2. The low and middle class:

“Common looking people are the best in the world: that is the reason the Lord makes so many of them.”
– Abraham Lincoln, Lincoln and the Civil War In the Diaries and Letters of John Hay selected by Tyler Dennett (New York, Da Capo Press, 1988), p. 143.

3. Without workers you have no success:

Lincoln on Workers and Labor
“Labor is prior to, and independent of, capital. Capital is only the fruit of labor, and could never have existed if labor had not first existed. Labor is the superior of capital, and deserves much the higher consideration.”
– Abraham Lincoln, Lincoln’s First Annual Message to Congress, December 3, 1861.

4. Corporate greed will destroy America if we’re not careful:

Lincoln on corporate greed
“I see in the near future a crisis approaching that unnerves me and causes me to tremble for the safety of my country. . . . corporations have been enthroned and an era of corruption in high places will follow, and the money power of the country will endeavor to prolong its reign by working upon the prejudices of the people until all wealth is aggregated in a few hands and the Republic is destroyed.”
– Abraham Lincoln, Nov. 21, 1864 (letter to Col. William F. Elkins)

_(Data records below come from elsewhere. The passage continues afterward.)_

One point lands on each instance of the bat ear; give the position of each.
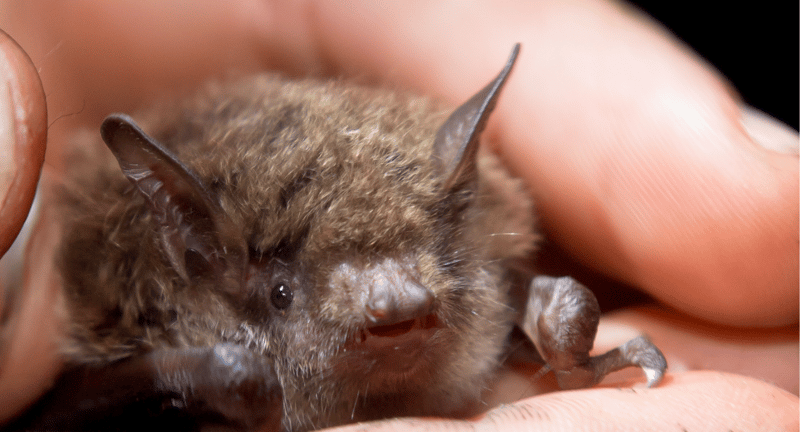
(195, 233)
(456, 144)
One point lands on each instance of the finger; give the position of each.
(691, 344)
(689, 401)
(27, 354)
(23, 134)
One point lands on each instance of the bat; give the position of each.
(290, 255)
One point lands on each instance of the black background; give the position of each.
(754, 44)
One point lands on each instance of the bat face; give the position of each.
(353, 236)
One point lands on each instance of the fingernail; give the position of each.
(769, 132)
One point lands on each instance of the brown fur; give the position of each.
(344, 177)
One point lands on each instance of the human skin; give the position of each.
(634, 149)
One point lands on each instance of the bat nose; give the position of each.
(392, 301)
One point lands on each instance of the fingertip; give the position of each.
(23, 136)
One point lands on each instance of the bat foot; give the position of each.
(639, 352)
(561, 320)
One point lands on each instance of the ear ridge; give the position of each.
(190, 217)
(456, 143)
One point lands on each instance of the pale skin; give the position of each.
(635, 150)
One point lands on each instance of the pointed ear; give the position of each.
(456, 144)
(195, 232)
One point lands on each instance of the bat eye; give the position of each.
(281, 296)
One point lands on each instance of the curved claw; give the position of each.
(637, 352)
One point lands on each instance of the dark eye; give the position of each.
(281, 296)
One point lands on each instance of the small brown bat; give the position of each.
(295, 255)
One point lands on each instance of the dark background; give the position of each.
(754, 44)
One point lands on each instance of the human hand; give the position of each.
(588, 107)
(28, 359)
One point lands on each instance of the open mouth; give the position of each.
(410, 331)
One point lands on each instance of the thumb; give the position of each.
(23, 134)
(689, 401)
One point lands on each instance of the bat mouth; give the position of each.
(394, 336)
(402, 328)
(394, 353)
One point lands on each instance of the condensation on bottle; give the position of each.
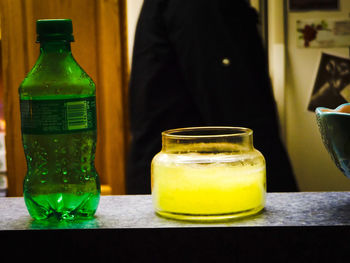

5. Government is to be used to help those who need it:

lincoln government
The legitimate object of government, is to do for a community of people, whatever they need to have done, but can not do, at all, or can not, so well do, for themselves in their separate, and individual capacities. In all that the people can individually do as well for themselves, government ought not to interfere. The desirable things which the individuals of a people can not do, or can not well do, for themselves, fall into two classes: those which have relation to wrongs, and those which have not. Each of these branch off into an infinite variety of subdivisions. The first that in relation to wrongs embraces all crimes, misdemeanors, and nonperformance of contracts. The other embraces all which, in its nature, and without wrong, requires combined action, as public roads and highways, public schools, charities, pauperism, orphanage, estates of the deceased, and the machinery of government itself. From this it appears that if all men were just, there still would be some, though not so much, need for government.
– Abraham Lincoln, Fragment on government The Collected Works of Abraham Lincoln, ed. Roy P. Basler, vol. 2, pp.

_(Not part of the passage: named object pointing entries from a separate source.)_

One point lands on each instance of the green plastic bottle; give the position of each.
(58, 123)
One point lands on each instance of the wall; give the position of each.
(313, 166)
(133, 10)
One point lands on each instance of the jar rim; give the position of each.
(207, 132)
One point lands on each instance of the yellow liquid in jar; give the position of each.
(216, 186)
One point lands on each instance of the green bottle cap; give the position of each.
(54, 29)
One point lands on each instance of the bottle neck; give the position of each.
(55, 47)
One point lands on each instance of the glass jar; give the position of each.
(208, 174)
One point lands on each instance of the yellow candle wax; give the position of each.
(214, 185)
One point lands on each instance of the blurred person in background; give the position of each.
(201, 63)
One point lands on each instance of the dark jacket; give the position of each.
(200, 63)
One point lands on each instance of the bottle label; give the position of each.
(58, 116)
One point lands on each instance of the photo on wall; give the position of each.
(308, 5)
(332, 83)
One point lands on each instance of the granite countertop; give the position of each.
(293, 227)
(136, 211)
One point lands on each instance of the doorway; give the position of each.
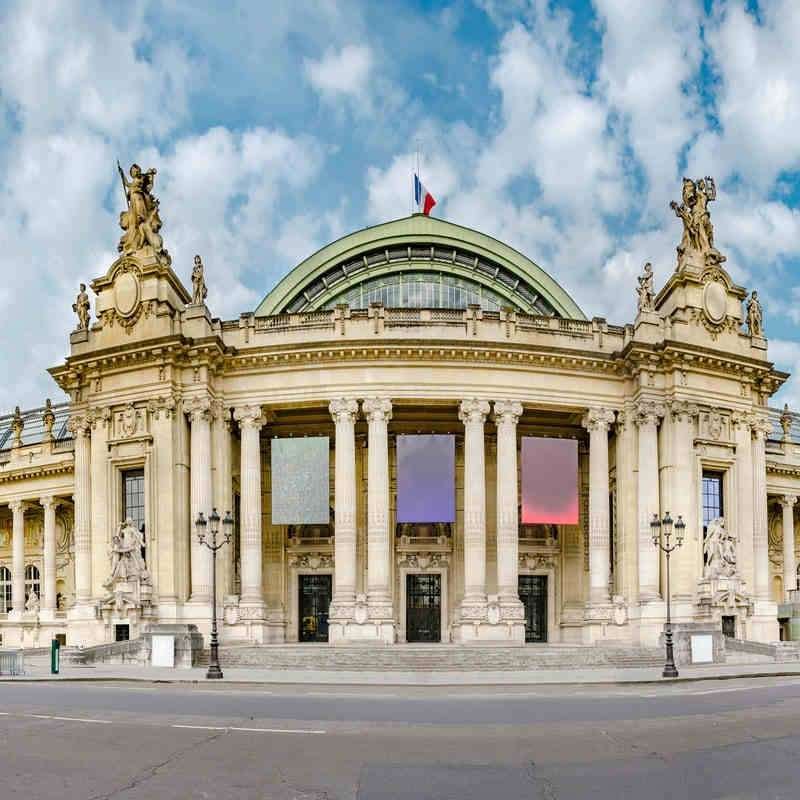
(315, 600)
(424, 608)
(533, 594)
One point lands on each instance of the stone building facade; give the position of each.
(413, 326)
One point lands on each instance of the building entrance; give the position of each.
(423, 608)
(533, 594)
(315, 600)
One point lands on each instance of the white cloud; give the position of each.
(343, 72)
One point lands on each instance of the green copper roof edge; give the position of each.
(420, 228)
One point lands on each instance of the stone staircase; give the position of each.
(434, 657)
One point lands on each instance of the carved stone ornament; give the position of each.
(714, 315)
(127, 293)
(313, 561)
(534, 561)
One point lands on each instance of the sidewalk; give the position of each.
(38, 670)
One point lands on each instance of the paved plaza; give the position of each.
(721, 739)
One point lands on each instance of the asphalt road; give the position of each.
(721, 739)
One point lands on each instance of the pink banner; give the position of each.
(549, 481)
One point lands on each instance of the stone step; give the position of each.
(427, 658)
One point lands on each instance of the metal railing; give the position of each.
(12, 662)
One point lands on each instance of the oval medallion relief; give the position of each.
(715, 301)
(126, 293)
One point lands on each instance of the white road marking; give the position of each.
(245, 730)
(69, 719)
(274, 730)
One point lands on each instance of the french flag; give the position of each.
(422, 197)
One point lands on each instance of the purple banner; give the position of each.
(549, 481)
(426, 478)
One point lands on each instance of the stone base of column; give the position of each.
(651, 616)
(491, 620)
(83, 627)
(356, 622)
(763, 625)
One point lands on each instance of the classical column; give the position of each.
(201, 497)
(344, 414)
(789, 562)
(250, 422)
(742, 427)
(648, 414)
(48, 604)
(686, 566)
(506, 417)
(597, 422)
(473, 414)
(760, 518)
(17, 557)
(378, 412)
(81, 430)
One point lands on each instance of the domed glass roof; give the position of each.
(419, 262)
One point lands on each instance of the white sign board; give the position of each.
(702, 649)
(163, 653)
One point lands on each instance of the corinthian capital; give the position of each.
(648, 412)
(80, 425)
(343, 410)
(762, 428)
(198, 408)
(683, 410)
(507, 412)
(473, 410)
(249, 417)
(377, 409)
(598, 419)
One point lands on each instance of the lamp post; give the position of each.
(213, 528)
(659, 528)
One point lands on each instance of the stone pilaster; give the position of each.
(48, 599)
(647, 417)
(789, 562)
(764, 621)
(17, 558)
(251, 421)
(686, 567)
(598, 421)
(343, 606)
(201, 498)
(473, 612)
(512, 612)
(378, 412)
(81, 430)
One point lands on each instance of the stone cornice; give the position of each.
(37, 471)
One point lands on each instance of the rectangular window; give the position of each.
(713, 500)
(133, 499)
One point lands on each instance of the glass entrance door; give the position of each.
(315, 599)
(423, 608)
(533, 593)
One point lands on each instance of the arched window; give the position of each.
(32, 581)
(5, 590)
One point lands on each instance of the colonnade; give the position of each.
(47, 598)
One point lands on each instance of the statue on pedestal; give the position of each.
(199, 290)
(645, 289)
(82, 307)
(698, 232)
(755, 316)
(720, 550)
(141, 221)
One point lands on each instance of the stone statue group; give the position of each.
(720, 550)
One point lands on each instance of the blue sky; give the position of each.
(563, 128)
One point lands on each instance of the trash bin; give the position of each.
(55, 656)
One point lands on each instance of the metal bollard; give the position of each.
(55, 656)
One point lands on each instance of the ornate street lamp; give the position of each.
(213, 528)
(659, 528)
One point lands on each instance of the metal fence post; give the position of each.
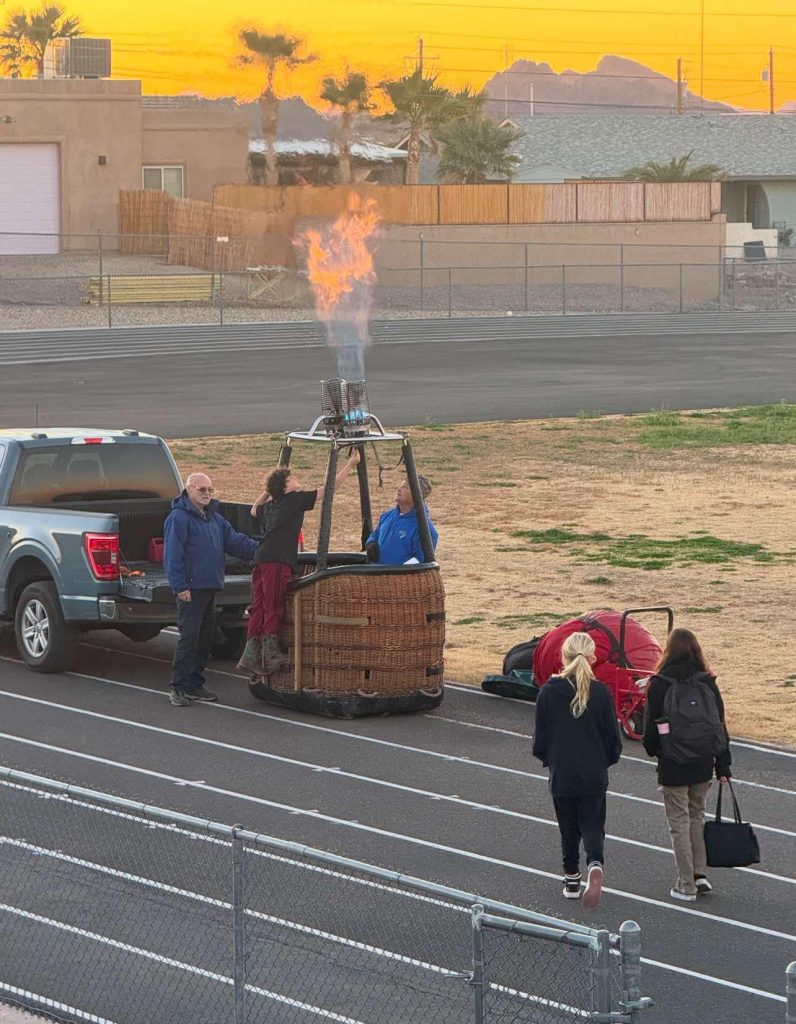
(630, 949)
(99, 262)
(790, 993)
(239, 928)
(476, 913)
(600, 973)
(563, 289)
(526, 276)
(422, 267)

6. Upward economic and social mobility:

“It is said an Eastern monarch once charged his wise men to invent him a sentence, to be ever in view, and which should be true and appropriate in all times and situations. They presented him the words: “And this, too, shall pass away.” How much it expresses! How chastening in the hour of pride! — how consoling in the depths of affliction! “And this, too, shall pass away.” And yet let us hope it is not quite true. Let us hope, rather, that by the best cultivation of the physical world, beneath and around us; and the intellectual and moral world within us, we shall secure an individual, social, and political prosperity and happiness, whose course shall be onward and upward, and which, while the earth endures, shall not pass away.
– Abraham Lincoln, Address before the Wisconsin State Agricultural Society, September 30, 1859.